6. Mutability & Bindings

6.1 Deep Mutability Model

Zith uses deep mutability: a modifier on a binding flows into every nested field. Fields inside a struct inherit the mutability of the instance that holds them — no per-field mut annotation needed.

6.2 Binding Keywords

Keyword Controls Semantics
let Binding Immutable — cannot be reassigned.
var Binding Mutable — can be reassigned.
global Binding Static storage duration.
const Binding Compile-time constant.

let/var control reassignability of the binding itself. Content mutability is handled separately through memory modifiers (§7).

// let/var control REBIND only. Content mutability comes from memory modifiers.
let x: mut Point;      // cannot reassign x; Point's fields are mutable (mut)
var y: Point;          // can reassign y; Point's fields are immutable (default, no mut)

// lend, unique, share, belong → imply mut
fn update(p: lend Point) { p.x += 1; }  // p is mutable (lend implies mut)
let r: unique Resource = acquire();     // r's fields are mutable (unique implies mut)

// view → implies immutable
fn read(c: view Config) { ... }         // c is read-only (view implies immutable)

const PI = 3.14159;
const COUNT: mut = 0;
COUNT += 1;   // valid at compile time only

6.3 Destructuring

let [x, y, z]: f32 = 1.0f;             // grouped same type, related semantics
let name: string; let age: i32; // individual unrelated
let [x,y,z] = | 5,4,'c'|;   // pack literal — see [§6.4](#64-pack-literals)

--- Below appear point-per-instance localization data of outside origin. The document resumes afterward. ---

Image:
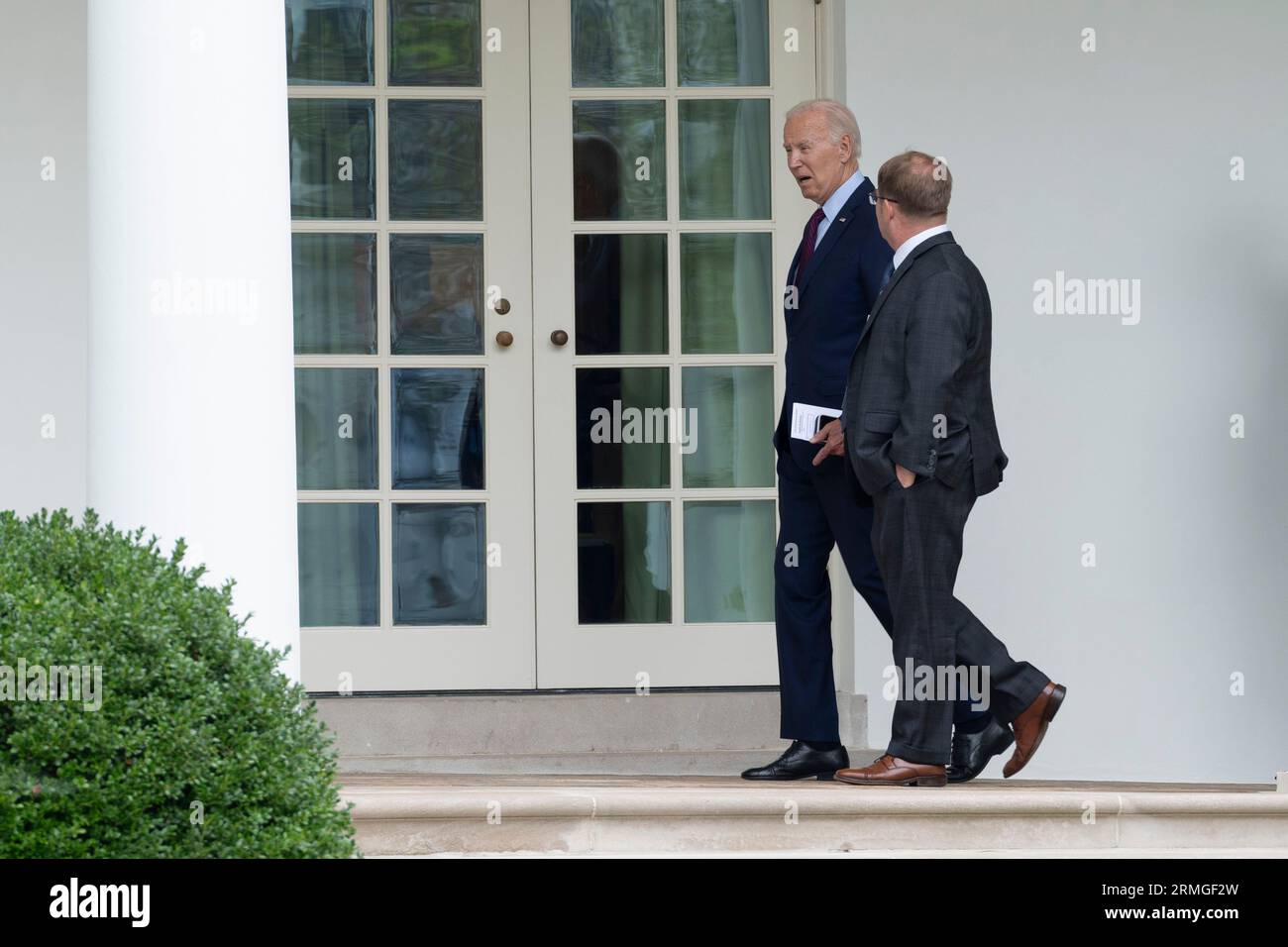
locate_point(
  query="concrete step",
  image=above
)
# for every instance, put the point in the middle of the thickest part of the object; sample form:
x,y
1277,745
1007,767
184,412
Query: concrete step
x,y
419,814
717,763
684,732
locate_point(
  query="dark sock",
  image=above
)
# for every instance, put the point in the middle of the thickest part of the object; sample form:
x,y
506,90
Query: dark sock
x,y
822,744
973,724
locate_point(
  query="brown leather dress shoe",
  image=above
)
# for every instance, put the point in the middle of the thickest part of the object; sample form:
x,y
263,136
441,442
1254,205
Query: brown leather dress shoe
x,y
892,771
1030,727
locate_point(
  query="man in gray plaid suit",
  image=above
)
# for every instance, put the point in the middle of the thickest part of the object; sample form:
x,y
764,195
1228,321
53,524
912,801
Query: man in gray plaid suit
x,y
921,436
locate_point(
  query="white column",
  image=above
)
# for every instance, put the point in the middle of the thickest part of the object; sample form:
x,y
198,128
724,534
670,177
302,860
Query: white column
x,y
191,395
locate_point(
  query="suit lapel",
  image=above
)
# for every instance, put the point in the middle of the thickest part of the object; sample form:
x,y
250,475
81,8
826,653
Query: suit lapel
x,y
897,275
833,232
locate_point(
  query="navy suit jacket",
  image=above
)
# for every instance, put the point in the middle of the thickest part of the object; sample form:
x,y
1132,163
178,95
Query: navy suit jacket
x,y
837,290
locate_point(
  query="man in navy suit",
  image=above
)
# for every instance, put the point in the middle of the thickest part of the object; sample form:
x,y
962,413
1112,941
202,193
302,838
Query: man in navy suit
x,y
833,281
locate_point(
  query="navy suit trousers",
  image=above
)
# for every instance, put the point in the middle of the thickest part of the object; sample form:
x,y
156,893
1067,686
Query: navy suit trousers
x,y
818,508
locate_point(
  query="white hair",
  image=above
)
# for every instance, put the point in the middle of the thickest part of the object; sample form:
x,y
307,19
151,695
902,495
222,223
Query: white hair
x,y
840,120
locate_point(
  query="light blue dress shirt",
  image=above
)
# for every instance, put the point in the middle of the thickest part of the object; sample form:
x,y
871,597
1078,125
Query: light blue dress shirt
x,y
833,204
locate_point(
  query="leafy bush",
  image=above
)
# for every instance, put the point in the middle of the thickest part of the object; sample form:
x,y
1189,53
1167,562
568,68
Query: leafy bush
x,y
201,748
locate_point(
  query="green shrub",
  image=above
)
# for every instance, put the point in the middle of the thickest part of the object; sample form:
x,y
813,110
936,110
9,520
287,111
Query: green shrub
x,y
201,748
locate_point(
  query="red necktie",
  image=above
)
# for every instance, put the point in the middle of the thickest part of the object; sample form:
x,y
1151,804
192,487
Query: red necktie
x,y
807,243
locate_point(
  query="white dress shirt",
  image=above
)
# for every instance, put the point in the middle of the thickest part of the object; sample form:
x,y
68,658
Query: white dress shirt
x,y
914,241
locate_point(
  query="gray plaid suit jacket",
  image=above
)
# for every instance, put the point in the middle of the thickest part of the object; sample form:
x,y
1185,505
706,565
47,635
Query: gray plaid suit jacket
x,y
918,389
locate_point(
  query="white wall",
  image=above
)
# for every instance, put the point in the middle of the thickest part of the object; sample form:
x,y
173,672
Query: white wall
x,y
192,384
1103,165
43,295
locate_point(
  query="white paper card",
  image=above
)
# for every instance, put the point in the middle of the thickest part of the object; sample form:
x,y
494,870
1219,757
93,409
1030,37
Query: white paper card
x,y
805,419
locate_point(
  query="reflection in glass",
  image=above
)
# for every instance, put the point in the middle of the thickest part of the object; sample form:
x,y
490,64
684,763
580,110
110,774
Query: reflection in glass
x,y
330,140
622,428
437,428
339,565
621,292
436,159
732,407
329,43
618,159
434,43
623,562
729,561
439,564
725,292
436,292
334,285
722,42
724,158
617,44
335,428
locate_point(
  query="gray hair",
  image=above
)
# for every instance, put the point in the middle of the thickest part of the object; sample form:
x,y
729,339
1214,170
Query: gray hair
x,y
840,120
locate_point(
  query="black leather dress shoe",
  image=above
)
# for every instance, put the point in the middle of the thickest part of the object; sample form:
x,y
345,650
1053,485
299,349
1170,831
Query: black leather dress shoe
x,y
800,763
971,751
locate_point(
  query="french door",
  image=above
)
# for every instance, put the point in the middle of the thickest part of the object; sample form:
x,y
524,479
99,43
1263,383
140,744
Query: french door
x,y
537,253
658,187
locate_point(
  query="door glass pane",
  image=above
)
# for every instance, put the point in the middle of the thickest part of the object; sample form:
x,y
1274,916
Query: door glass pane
x,y
439,564
434,43
622,428
729,561
335,428
333,158
722,42
618,159
339,564
437,428
621,292
725,292
334,285
436,294
436,159
732,411
617,44
329,43
623,562
724,158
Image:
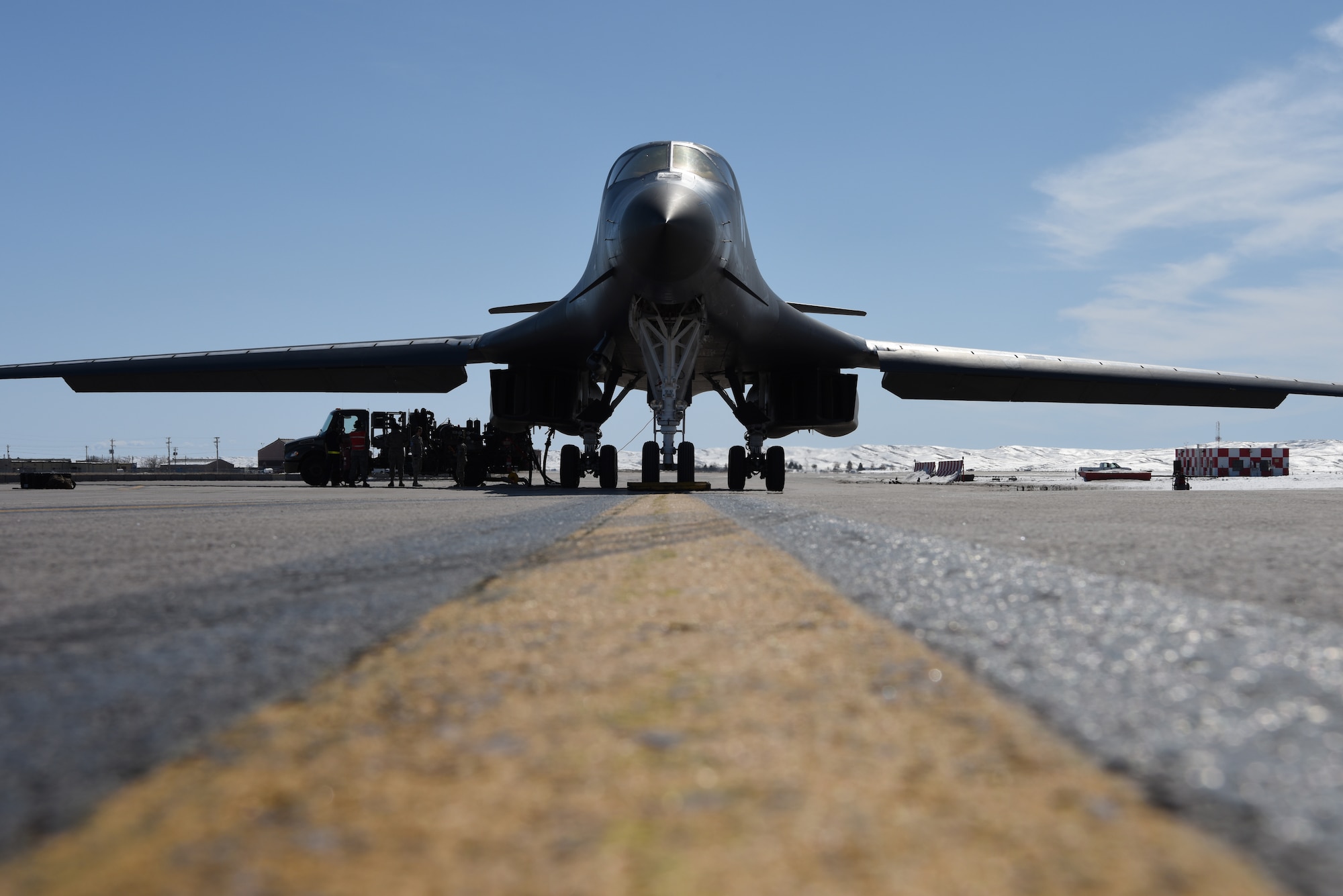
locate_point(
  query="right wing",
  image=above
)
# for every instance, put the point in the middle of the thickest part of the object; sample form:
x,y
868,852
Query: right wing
x,y
401,365
978,375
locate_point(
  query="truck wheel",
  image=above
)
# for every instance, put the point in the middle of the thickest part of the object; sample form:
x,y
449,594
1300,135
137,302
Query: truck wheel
x,y
570,466
774,468
314,470
686,462
608,463
652,466
737,468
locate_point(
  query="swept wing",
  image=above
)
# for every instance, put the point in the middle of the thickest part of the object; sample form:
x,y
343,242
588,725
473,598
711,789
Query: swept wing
x,y
401,365
978,375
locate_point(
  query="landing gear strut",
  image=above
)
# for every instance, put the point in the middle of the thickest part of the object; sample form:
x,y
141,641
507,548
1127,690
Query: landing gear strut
x,y
669,348
594,458
652,467
742,466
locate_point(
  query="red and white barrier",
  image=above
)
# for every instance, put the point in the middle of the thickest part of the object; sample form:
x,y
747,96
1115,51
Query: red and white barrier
x,y
1234,462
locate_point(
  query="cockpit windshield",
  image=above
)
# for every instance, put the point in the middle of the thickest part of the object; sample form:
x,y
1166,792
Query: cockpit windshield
x,y
690,158
651,158
660,157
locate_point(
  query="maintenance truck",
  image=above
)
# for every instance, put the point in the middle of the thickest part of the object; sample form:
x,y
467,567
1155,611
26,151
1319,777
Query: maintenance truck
x,y
469,454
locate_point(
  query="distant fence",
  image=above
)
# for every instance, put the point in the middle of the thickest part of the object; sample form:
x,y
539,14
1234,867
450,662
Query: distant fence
x,y
1234,462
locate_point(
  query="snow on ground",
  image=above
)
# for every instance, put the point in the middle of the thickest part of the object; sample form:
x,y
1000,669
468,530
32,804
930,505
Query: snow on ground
x,y
1307,456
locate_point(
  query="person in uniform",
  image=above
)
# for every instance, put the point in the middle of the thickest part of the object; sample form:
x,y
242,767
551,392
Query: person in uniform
x,y
417,456
359,454
332,440
394,448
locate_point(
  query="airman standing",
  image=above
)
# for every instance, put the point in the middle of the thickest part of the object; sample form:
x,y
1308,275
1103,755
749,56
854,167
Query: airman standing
x,y
394,450
417,456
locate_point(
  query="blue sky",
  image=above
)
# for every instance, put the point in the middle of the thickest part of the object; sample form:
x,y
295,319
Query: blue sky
x,y
1144,181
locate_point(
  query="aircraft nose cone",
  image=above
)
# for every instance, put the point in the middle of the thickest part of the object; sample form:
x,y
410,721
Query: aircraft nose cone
x,y
667,232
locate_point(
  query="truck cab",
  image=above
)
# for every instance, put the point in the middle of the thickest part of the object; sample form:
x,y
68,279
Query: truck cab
x,y
308,456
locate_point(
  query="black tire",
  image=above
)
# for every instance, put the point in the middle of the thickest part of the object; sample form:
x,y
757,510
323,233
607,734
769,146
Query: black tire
x,y
652,466
609,475
737,468
460,466
774,468
686,462
314,470
571,466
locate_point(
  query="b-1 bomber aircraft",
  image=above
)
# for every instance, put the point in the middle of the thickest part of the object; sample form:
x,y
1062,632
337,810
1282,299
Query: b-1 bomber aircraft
x,y
672,302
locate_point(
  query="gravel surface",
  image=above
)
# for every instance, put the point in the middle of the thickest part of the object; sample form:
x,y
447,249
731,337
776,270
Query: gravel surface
x,y
1282,549
135,621
1230,713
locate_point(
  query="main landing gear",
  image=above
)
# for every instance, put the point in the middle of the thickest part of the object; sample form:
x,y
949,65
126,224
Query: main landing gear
x,y
749,462
601,462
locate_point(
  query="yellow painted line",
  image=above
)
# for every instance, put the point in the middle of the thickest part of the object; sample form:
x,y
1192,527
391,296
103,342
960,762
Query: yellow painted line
x,y
659,705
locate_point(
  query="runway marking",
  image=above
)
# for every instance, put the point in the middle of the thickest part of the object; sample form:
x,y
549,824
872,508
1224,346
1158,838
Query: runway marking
x,y
661,703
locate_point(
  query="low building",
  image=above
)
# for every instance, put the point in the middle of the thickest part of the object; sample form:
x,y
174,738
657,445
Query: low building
x,y
1235,462
198,466
272,455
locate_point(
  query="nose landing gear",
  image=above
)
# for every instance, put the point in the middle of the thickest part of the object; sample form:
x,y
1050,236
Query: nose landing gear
x,y
652,466
592,459
742,466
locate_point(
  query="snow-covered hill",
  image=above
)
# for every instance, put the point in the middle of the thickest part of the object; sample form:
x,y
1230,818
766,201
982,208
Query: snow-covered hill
x,y
1307,455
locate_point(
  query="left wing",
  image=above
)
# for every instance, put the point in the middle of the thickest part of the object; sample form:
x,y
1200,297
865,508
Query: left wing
x,y
402,365
978,375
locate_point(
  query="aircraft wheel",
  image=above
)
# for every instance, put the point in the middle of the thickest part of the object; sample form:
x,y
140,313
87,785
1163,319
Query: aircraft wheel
x,y
686,462
774,468
314,470
737,468
652,464
609,475
571,466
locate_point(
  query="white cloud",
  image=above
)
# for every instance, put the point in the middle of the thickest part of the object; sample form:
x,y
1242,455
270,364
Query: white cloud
x,y
1255,169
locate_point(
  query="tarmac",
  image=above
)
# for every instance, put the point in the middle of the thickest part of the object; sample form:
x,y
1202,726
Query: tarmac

// If the loop never runs, 'or' supplies the fallback value
let r = for ([acc, i]: i32), (i in 0..n) {
            acc *= i + 1
        } or 0;

6.4 Pack Literals

Packs group heterogeneous values into a lightweight tuple-like structure. They are declared with | | and can be destructured with [ ]:

// Pack literal
let p = | 5, 4, 'c' |;

// Destructure
let [a, b, c] = p;

// Used in for loops with type annotation
let r = for ([acc, i]: i32), (i in 0..n) {
            acc *= i + 1
        } or 0;

Packs are like anonymous structs — the compiler extracts fields by order and passes them as function arguments. They have a concrete layout determined at compile time. They are primarily used for destructuring and as loop accumulators.